Highlights & Insights

  • Achieved controllability with minimal intrusion: By only adding one word vector and freezing the model, it is lighter and more aligned with natural language interfaces than steering vectors or SAEs.
  • Bidirectionality as true novelty: It enables both "writing in" (control) and "reading out" (self-verbalization), closing the loop between controllability and interpretability on the same object (the neologism).
  • Machine-only synonyms offer scientific discovery: They reveal concept shortcuts within machines that don't exist in human language but are shared across models, suggesting a common "machine semantic space."
  • Plug-in evaluation is simple yet powerful: Using "replacement and behavior testing" turns the faithfulness of model self-explanations into a quantifiable causal test, avoiding hallucinated explanations.

Limitations & Future Work

  • Experiments primarily focused on Gemma-3-4B-IT; cross-model verification was limited to migration phenomena, leaving scalability and architecture universality to be tested.
  • Self-verbalization is not perfectly stable—synonym-style verbalizations often fail. Understanding when and why it works at a mechanistic level remains elusive.
  • Concepts are implicitly defined by "training data + LLM judge/teacher," potentially importing biases from the judge model into the concept definition.
  • Embedding norms are prone to abnormal growth, requiring constraints like hinge-loss, indicating sensitivity to optimization details.
  • Future Work: Progressing toward "real language," joint learning of more interconnected concepts, studying composition algebra, and exploring the shared mechanisms behind machine-only synonyms.
  • Interpretability Tools: SAE (Cunningham et al. 2023), steering vectors (Zou/Turner et al. 2023), probes (Alain & Bengio 2016; Burns et al. 2023)—this work argues that "neologisms" provide a more natural human-machine interface.
  • Precursor to Neologism Learning: Hewitt et al. (2025) proposed the idea in a position paper; this work provides the first in-depth evaluation.
  • Preference Optimization: APO-up (D'Oosterlinck et al. 2025) / DPO (Rafailov et al. 2023) provided the base for training objectives.
  • Out-of-context learning: Betley et al. 2025a, Berglund et al. 2023—self-verbalization is a new manifestation of this type of "cross-context generalization."
  • Benchmarks: AxBench (Wu et al. 2025), LIMA (Zhou et al. 2023) provided complex concepts and diverse instructions.
  • Insight: Making concepts discrete, readable, and writable symbols might offer a more auditable path for alignment than continuous steering.
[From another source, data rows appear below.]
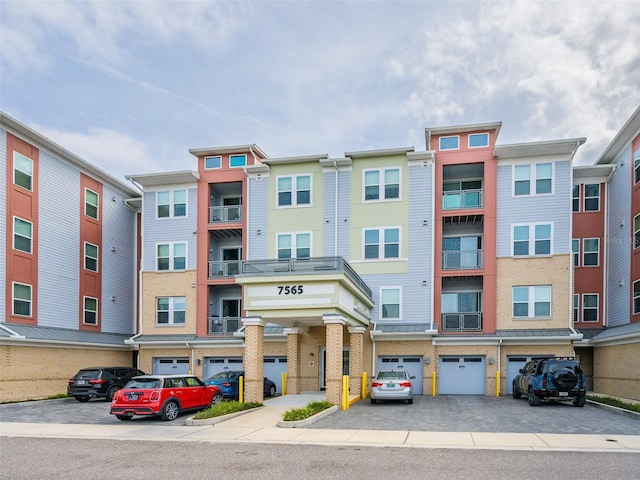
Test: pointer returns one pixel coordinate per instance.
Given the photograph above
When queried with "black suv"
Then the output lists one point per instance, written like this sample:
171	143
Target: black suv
100	382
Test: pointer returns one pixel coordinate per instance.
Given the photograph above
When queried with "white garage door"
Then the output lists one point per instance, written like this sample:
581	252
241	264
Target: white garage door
461	375
213	365
166	366
413	365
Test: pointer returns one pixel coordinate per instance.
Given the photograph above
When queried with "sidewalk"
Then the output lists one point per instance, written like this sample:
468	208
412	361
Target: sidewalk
260	427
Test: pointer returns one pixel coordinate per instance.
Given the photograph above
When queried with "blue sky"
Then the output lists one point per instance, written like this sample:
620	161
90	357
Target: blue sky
131	86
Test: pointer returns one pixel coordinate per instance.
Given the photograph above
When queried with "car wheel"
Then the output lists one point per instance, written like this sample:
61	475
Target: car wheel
111	392
516	393
170	411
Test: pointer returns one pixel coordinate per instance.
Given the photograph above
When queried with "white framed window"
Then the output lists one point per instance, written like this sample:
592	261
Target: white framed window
590	252
90	309
390	304
294	190
21	299
449	143
531	301
22	235
171	256
381	184
171	310
90	257
237	161
91	203
22	171
213	163
592	197
589	307
171	203
294	245
478	140
381	243
532	239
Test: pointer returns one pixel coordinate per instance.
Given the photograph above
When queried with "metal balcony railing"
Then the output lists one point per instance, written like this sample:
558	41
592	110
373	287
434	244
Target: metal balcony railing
462	322
462	259
461	199
226	214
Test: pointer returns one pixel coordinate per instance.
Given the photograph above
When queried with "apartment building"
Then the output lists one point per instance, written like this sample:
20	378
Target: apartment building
68	271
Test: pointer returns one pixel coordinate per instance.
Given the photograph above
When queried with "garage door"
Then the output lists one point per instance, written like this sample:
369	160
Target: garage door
413	365
461	375
166	366
213	365
274	367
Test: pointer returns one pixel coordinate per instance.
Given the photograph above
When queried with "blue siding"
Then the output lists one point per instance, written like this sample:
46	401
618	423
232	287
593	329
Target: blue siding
619	256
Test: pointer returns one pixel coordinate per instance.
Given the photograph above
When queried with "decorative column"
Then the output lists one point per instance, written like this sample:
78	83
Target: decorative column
334	325
253	359
293	360
356	353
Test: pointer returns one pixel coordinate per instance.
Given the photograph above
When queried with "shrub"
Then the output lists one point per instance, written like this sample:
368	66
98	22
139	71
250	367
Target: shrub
307	411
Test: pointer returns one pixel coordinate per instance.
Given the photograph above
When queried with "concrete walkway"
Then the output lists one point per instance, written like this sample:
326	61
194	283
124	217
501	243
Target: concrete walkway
260	426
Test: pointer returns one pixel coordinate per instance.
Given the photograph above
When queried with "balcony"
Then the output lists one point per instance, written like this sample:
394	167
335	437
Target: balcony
225	214
462	199
462	260
223	325
462	322
224	269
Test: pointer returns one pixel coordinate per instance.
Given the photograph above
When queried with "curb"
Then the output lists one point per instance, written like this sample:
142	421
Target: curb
307	421
213	420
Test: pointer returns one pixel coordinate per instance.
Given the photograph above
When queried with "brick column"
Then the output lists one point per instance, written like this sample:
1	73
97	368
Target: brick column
293	360
253	359
334	325
356	353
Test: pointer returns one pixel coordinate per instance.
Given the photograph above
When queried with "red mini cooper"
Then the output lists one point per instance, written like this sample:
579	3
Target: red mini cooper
163	395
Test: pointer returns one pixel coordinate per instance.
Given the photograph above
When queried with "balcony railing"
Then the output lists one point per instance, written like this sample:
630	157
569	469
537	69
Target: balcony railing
221	325
461	199
462	259
227	214
462	322
224	269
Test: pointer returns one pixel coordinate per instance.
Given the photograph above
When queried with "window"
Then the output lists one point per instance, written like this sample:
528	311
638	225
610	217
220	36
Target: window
532	239
171	256
170	310
211	163
382	184
390	239
294	190
22	171
390	303
21	299
22	235
590	252
449	143
294	245
532	302
590	307
90	257
90	311
592	197
477	140
91	200
171	204
237	161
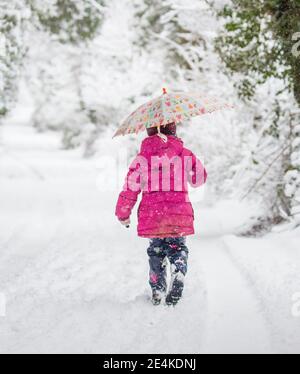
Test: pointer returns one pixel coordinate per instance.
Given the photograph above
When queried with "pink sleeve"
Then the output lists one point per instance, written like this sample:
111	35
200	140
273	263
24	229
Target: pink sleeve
196	172
128	196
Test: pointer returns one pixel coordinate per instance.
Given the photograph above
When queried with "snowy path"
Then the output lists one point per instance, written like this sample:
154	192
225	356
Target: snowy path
76	281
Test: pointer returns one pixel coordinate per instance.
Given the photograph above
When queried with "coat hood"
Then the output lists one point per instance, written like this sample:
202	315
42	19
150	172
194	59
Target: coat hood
155	146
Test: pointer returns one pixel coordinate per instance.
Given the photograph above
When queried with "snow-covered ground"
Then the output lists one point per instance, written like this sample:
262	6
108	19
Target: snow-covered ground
74	280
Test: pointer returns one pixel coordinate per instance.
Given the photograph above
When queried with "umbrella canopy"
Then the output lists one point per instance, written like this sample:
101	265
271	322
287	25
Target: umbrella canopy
169	107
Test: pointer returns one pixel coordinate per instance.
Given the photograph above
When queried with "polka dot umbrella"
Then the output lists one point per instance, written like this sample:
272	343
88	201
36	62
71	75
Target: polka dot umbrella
169	107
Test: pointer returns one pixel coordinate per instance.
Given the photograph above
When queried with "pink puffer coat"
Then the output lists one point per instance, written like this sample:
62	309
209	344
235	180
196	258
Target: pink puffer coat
165	209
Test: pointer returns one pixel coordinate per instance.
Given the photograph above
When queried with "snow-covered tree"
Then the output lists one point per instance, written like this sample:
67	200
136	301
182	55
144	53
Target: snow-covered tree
13	14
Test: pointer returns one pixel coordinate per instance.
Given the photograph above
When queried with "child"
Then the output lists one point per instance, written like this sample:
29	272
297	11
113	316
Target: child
161	171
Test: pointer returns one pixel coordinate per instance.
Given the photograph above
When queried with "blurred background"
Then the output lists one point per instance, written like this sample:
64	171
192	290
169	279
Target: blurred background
79	66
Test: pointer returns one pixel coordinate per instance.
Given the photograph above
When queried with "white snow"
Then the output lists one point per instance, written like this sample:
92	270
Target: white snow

Machine-only synonyms provide an operable probe for researching shared representations across models.

Rating

  • Novelty: ⭐⭐⭐⭐⭐ — Bridges controllability and self-verbalization; machine-only synonyms are an unexpected, reproducible phenomenon.
  • Experimental Thoroughness: ⭐⭐⭐⭐ — Covers 7 simple concepts, AxBench complex concepts, composition/negation, and cross-model migration. Limited by single-model primary focus.
  • Writing Quality: ⭐⭐⭐⭐⭐ — Engaging narrative starting with "lack," clear visuals, and rigorous definitions of formulas and evaluations. High readability.
  • Value: ⭐⭐⭐⭐ — Provides a lightweight, natural-language-friendly paradigm for alignment and interpretability, opening up the "machine semantic space" research direction.